Concluida la celebración, el P. Alex Barbosa de Brito, EP, en nombre de Mons. João S. Clá Dias y de todos los integrantes de los Heraldos del Evangelio, manifestó el contentamiento proporcionado por la convivencia a lo largo de esos días, dirigiéndole al cardenal algunas palabras de agradecimiento por la visita hecha en un momento tan especial de la historia de los Heraldos del Evangelio, por su testimonio personal como miembro de una Iglesia de mártires y de héroes y por el esmero con que está siendo organizado el próximo Congreso Eucarístico Internacional.

Antes de la bendición final, Su Eminencia se dirigió aún a los presentes diciendo: “Muchísimas gracias por esta amabilísima acogida, que me emocionó tanto. Me estaba preguntando el porqué de tanta alegría, tanta manifestación de amistad y de consideración hacia mi persona. Reflexionando un poco descubrí que el motivo, a fin de cuentas, es uno solo: tenemos un amigo en común… Y este amigo común es Jesucristo. Él está en el centro de la Iglesia, es nuestro punto de referencia a lo largo de toda la Historia y también en los días actuales. Agradezcámosle el haber podido celebrar hoy una vez más, y de forma tan solemne, su Sagrada Eucaristía”.

Final de la estancia

El último día de su estancia en el seminario menor, el cardenal Erdő quiso asistir al acto del alarde con el que da comienzo las clases del Colégio Arautos do Evangelho Internacional. Se colocó entonces delante de la basílica, desde donde siguió atentamente toda la ceremonia. En la despedida lo invitaron para que se sacara una foto con los profesores y estudiantes, a fin de dejar registrado esos días de especial convivencia con Su Eminencia.

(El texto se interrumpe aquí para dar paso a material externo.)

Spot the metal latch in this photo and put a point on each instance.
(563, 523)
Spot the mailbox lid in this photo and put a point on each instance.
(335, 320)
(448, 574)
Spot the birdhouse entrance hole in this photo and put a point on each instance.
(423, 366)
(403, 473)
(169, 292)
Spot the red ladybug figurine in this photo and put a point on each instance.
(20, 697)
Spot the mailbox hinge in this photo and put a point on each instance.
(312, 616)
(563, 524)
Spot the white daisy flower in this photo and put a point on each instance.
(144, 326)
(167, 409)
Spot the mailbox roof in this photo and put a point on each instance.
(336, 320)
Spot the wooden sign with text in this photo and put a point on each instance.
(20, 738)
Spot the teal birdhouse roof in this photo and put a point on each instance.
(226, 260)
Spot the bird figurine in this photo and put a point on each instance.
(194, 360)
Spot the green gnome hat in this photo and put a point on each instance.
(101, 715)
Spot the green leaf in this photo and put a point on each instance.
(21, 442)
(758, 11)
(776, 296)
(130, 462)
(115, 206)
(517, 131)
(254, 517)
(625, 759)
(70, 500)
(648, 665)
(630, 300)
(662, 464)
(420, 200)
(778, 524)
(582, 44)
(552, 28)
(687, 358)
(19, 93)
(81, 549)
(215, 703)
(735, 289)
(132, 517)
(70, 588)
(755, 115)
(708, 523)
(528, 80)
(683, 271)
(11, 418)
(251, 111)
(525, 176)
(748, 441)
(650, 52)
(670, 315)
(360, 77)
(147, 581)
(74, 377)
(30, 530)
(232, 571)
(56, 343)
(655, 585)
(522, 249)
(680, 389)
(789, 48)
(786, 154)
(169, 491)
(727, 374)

A pesar del corto período de la visita, la presencia del cardenal Péter Erdő en las casas de los Heraldos fue motivo de gran alegría no sólo para los miembros de la institución, sino también para él, que afirmó haber notado mucha bienquerencia en toda la acogida dispensada, concluyendo que era, como dijo en sus palabras finales, fruto del primordial punto que nos unía. 

 

1 Casa generalicia de la sociedad de vida apostólica Regina Virginum, situada en  Caieiras, Brasil.